UCCELLO DELLA NOTTE
Violette Boisier era a sua volta figlia di una cortigiana, una magnifica mulatta morta a ventinove anni infilzata dalla sciabola di un ufficiale francese - probabilmente il padre di Violette, anche se l'ipotesi non fu mai confermata - sconvolto dalla gelosia. Violette aveva iniziato a esercitare la professione a undici anni sotto l'occhio vigile della madre; a tredici, quando lei venne assassinata, padroneggiava già le squisite arti del piacere, e a quindici superava tutte le rivali.
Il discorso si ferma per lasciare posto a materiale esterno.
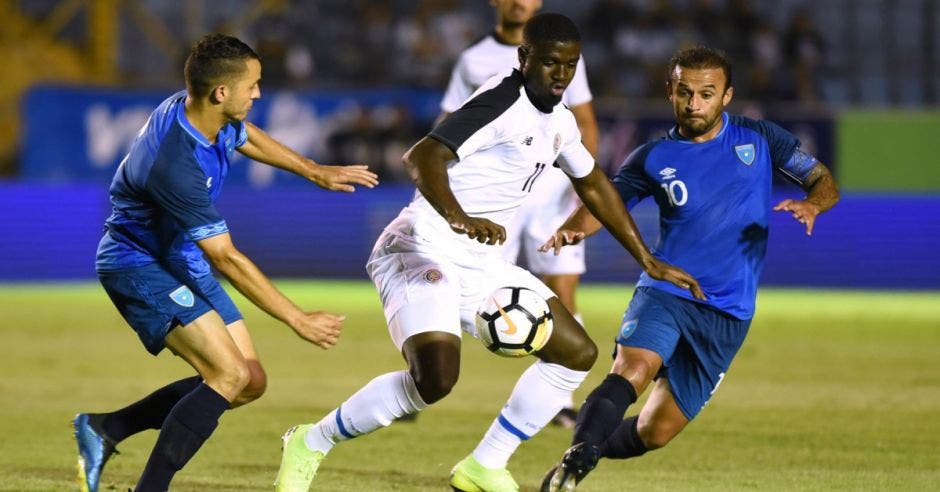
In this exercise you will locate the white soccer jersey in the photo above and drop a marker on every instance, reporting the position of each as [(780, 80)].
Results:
[(489, 56), (504, 143)]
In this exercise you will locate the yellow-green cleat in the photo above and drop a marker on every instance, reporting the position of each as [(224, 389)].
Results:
[(470, 476), (298, 462)]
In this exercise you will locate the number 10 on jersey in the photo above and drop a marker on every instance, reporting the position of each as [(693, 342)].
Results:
[(676, 192)]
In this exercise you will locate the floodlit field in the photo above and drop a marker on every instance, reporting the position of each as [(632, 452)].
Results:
[(831, 391)]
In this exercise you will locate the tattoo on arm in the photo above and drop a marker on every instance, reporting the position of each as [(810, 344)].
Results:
[(821, 188)]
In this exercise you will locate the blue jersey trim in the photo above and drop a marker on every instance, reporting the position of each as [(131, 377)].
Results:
[(207, 231), (511, 428)]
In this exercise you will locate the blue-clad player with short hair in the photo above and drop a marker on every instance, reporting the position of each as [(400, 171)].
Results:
[(711, 177), (152, 262)]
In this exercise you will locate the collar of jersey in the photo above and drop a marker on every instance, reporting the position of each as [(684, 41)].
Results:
[(500, 40), (181, 118), (674, 132)]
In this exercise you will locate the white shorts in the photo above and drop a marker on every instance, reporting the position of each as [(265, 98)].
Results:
[(537, 219), (433, 284)]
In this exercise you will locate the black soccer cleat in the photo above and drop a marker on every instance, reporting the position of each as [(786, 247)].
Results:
[(578, 461)]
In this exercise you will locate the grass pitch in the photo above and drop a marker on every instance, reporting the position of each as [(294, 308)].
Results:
[(831, 391)]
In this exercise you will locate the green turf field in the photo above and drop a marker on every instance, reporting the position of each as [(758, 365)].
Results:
[(831, 391)]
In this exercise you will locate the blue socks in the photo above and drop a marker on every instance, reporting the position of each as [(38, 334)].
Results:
[(188, 425), (603, 410), (147, 413)]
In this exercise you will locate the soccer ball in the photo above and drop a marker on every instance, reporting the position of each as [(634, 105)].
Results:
[(514, 322)]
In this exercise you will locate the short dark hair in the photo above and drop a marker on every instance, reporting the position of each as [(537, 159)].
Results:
[(550, 27), (701, 57), (214, 59)]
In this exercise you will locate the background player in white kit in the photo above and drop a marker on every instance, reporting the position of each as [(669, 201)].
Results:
[(437, 260), (543, 211)]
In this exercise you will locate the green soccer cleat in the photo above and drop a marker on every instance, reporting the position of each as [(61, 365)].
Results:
[(298, 462), (470, 476)]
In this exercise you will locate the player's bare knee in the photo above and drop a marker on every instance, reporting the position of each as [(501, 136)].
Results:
[(656, 434), (582, 356), (433, 387), (230, 381), (255, 388)]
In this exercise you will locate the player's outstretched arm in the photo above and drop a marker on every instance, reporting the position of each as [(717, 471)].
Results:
[(579, 225), (263, 148), (426, 163), (320, 328), (602, 200), (822, 193)]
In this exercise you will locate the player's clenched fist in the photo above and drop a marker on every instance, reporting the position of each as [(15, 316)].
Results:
[(483, 230), (320, 328), (561, 238)]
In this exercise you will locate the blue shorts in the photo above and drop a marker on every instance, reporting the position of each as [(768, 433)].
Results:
[(696, 342), (154, 301)]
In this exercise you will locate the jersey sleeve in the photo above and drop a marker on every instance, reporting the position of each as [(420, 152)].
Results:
[(241, 133), (631, 180), (178, 185), (474, 126), (785, 153), (578, 91), (458, 89), (574, 158)]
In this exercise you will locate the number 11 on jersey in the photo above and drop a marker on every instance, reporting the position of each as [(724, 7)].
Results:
[(539, 167)]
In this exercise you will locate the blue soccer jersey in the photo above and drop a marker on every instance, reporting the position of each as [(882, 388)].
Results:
[(714, 202), (164, 191)]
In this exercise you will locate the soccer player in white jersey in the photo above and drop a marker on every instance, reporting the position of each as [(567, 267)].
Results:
[(543, 212), (437, 260)]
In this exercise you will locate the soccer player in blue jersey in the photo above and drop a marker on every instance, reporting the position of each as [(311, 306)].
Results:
[(152, 261), (711, 177)]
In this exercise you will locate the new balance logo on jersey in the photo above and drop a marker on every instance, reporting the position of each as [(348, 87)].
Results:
[(745, 153)]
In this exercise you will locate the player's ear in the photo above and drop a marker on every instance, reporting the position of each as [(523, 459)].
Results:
[(218, 94), (729, 93)]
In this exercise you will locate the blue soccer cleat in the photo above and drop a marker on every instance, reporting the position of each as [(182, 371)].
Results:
[(94, 449)]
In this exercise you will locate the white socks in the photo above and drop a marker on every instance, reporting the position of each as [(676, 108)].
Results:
[(374, 406), (542, 390)]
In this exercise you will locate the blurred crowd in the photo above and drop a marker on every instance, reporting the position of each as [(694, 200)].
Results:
[(776, 46)]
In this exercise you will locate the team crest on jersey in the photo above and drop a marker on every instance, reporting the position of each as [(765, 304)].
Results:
[(183, 296), (627, 328), (432, 275), (745, 153)]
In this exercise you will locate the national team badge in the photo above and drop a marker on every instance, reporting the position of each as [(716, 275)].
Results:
[(183, 296), (433, 275), (627, 328), (745, 153)]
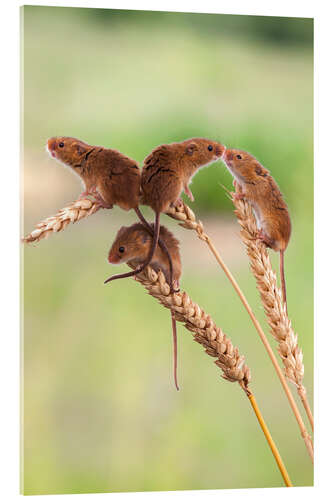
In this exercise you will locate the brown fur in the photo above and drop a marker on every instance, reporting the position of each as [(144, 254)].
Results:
[(168, 170), (136, 241), (257, 186), (114, 176), (261, 191)]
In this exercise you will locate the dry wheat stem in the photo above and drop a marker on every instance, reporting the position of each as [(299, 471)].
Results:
[(214, 341), (271, 297), (72, 213), (188, 220), (203, 328)]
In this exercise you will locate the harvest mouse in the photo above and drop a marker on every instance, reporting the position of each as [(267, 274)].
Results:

Valmorain preferiva non pensare con chi si sollazzasse la sua petite amie in sua assenza, visto che non era disposto ad averla in esclusiva. Si era incapricciato di Violette, movimento e allegria allo stato puro, ma era dotato di sufficiente sangue freddo per dominare la fantasia, a differenza del militare che aveva ucciso la madre e rovinato la propria carriera e il proprio nome. Si accontentava di portarla a teatro e a feste per uomini alle quali non partecipavano donne bianche e in cui la sua radiosa bellezza attirava gli sguardi. L'invidia che provocava negli altri uomini esibendosi con lei al braccio gli procurava una soddisfazione perversa; molti avrebbero sacrificato l'onore pur di passare una notte intera con Violette, invece di una o due ore, com'era nei patti, ma quel privilegio era esclusivamente suo. O almeno così credeva.
La ragazza disponeva di un appartamento con tre stanze e un balcone con una ringhiera in ferro battuto che riproduceva dei gigli al secondo piano di un edificio in piazza Clugny, unica eredità lasciatale dalla madre, a parte alcuni vestiti adatti alla professione. Lì risiedeva con un certo lusso in compagnia di Loula, una schiava africana, grossa e mascolina che fungeva da serva e guardia del corpo.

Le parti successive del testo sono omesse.